Doctor of Philosophy (PhD)


Political Science

Document Type




Are political actors influenced by their acceptance of risk? By political actors I mean individuals in society or government that have an influence on political outcomes. By risk acceptance I mean the degree to which an individual is comfortable with uncertainty and willing to challenge the status quo. The purpose of the present dissertation is to further enhance scholarly understanding of the causal psychological mechanisms that influence political behavior by considering individual risk acceptance.

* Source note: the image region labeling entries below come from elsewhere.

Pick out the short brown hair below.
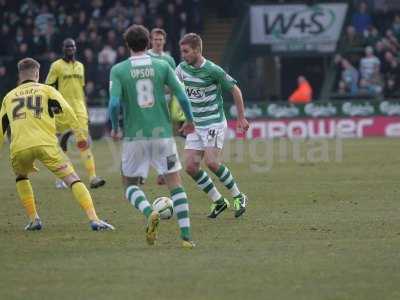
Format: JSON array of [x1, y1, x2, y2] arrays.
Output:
[[17, 57, 40, 73], [179, 33, 203, 51], [150, 28, 167, 39], [124, 25, 150, 52]]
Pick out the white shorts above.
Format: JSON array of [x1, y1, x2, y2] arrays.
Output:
[[185, 124, 226, 150], [121, 138, 182, 178]]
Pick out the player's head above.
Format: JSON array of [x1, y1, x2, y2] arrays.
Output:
[[150, 28, 167, 52], [179, 33, 203, 65], [17, 57, 40, 82], [63, 38, 76, 58], [124, 25, 150, 52]]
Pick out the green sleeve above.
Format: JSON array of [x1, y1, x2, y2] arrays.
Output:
[[167, 67, 193, 122], [110, 68, 122, 98], [213, 66, 237, 91], [167, 55, 176, 70]]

Kam’s (2012) theoretical framework suggests that risk-accepting individuals are more likely to participate in politics because they seek out exciting and novel activities. She does not, however, find any evidence that the risk accepting are any more likely to vote. I argue that enforced compulsory sanctions provide exciting opportunities for the highly risk accepting to abstain from compulsory elections, but also create higher levels of uncertainty for those with low levels of risk acceptance, which leads to a greater likelihood of voting for the latter but not the former. If you are a risk acceptor, you may be willing to violate the compulsory voting requirement.

I also expand Kam’s (2012) theoretical framework in Chapter 5 by considering how risk acceptance influences the decision to protest. I argue that because nondemocracies are more repressive than democracies, the risk accepting may be more likely to protest in non-democratic countries than their less risk-accepting counterparts. On the other hand, low risk-accepting individuals may be more hesitant in their willingness to risk life and limb by challenging the status quo of non-democratic regimes because non-democratic countries are more likely to repress political detractors.

Finally, political scholars theorize that legislators are hesitant to make risky decisions in office, yet they provide surprisingly little empirical evidence that risk acceptance influences legislative decision making. In Chapter 6 I use a novel theoretical framework and measure of risk acceptance to predict legislative decision making in the United States House of Representatives.